# Solar Absorption Refrigeration (novelty)



## WayneR (Mar 26, 2007)

Have a couple of the RV sized units and have considered converting them to solar power as a novelty. Cold drinks with supper, compliments of the sun.

Has any one done this conversion before? A fresnel lens or parabolic condenser on a simple tracker seem most probable. Increased insulation, of course. Five dollars invested to date for the refrigerators. Have tested them on AC and they both work.

Your thoughts---


----------



## wy_white_wolf (Oct 14, 2004)

I have 2 of them that I plan on doing the same thing with. One does have 12v so I plan on testing it hooked directly to a PV panel and see how it does. 

The other Haven't worked out the details but may make a hot water panel about the same size as the frig and try to use thermosiphon to get hot water around the absorber. Hard to work out any details until I tear them apart and have too many other projects right now.

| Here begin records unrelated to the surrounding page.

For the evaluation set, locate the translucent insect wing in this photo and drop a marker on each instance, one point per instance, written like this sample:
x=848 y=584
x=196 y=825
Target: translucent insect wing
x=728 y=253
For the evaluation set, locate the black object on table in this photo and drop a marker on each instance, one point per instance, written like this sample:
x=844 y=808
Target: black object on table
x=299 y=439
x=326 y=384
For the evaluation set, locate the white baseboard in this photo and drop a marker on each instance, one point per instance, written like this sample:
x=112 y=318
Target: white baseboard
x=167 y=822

Haven't been able to find out how hot I actually need to get it to evaporate the ammonia. Can't be over 212F or it would boil the water. If it's down around 160 a regular hot water panel would work. Wondering if using a fresnel lens or parabolic condenser would get it too hot to work?


----------



## watcher (Sep 4, 2006)

I have been in contact with the guy who teaches HVAC at the local community college about building a solar fired absorption AC unit for my yet to be built house. Its looking like my main problem is going to be government interference. Aint' that usually the case? Between all the meth heads after anhydrous ammonia and the health people going nuts about having NH3 around a living area it might be more trouble than its worth. Well that and the fact that one good hurricane would wipe out most of the collectors.

I have also been looking into using a Minto wheel to turn a manual compressor using 'standard' refrigerant


----------